Continuing the discussion of corn lily (Veratrum californicum) from 12-29-2017:

The three-celled ovary of corn lily (Veratrum californicum) matures into a three-lobed capsules. Each of the three cells in the fruit contains several narrow, compressed seeds with broad margins or wings.

If ingested, corn lily is poisonous to cattle, horses and other mammals. Native Americans would dip their arrows in poisonous extracts of corn lily. This plant contains teratogens, substances which cause birth defects because of their toxic effects on embryos and fetuses. Corn lily also has cardiac sedative qualities which can cause loss of consciousness or death. Powdered corn lily root concoctions are used even today as insecticides. Common wisdom is “Do Not Mess With This Plant”.

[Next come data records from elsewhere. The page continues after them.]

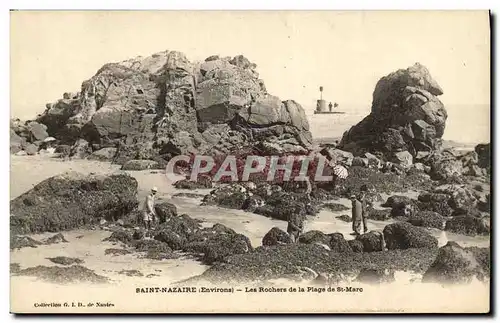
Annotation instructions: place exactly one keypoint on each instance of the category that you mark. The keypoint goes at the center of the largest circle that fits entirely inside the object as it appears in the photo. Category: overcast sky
(296, 52)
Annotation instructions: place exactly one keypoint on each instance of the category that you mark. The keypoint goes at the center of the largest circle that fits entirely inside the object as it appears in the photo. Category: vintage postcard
(250, 162)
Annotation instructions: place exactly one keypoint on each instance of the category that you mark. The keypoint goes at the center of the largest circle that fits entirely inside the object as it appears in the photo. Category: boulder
(402, 235)
(455, 264)
(276, 236)
(165, 105)
(468, 225)
(72, 200)
(138, 165)
(406, 115)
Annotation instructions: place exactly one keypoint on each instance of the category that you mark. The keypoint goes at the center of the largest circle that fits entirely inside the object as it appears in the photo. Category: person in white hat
(149, 208)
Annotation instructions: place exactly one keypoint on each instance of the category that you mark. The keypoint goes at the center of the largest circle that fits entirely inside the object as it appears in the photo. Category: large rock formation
(164, 105)
(406, 115)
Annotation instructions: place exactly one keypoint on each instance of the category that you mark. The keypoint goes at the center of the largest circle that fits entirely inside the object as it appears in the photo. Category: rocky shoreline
(143, 112)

Counter to this warning it is interesting that indigenous people used corn lily medicinally – obviously carefully and with great respect for its toxicity. In very dilute concentrations corn lily was historically used as an analgesic, anti-convulsive, anti-rheumatic, contraceptive and to treat a variety of ailments such as sore throat and snakebites. Even today the pharmaceutical industry uses drugs derived from corn lily to slow the heart rate and lower blood pressure.

Reportedly the shoots of corn lily and very young plants are the most toxic, toxicity diminishing with age and not present after frosts. I will continue to respect corn lily even after the first frost.

These corn lily fruits were on plants along the Pacific Crest Trail near Drakesbad in the Warner Valley Area (Lassen Volcanic National Park CA).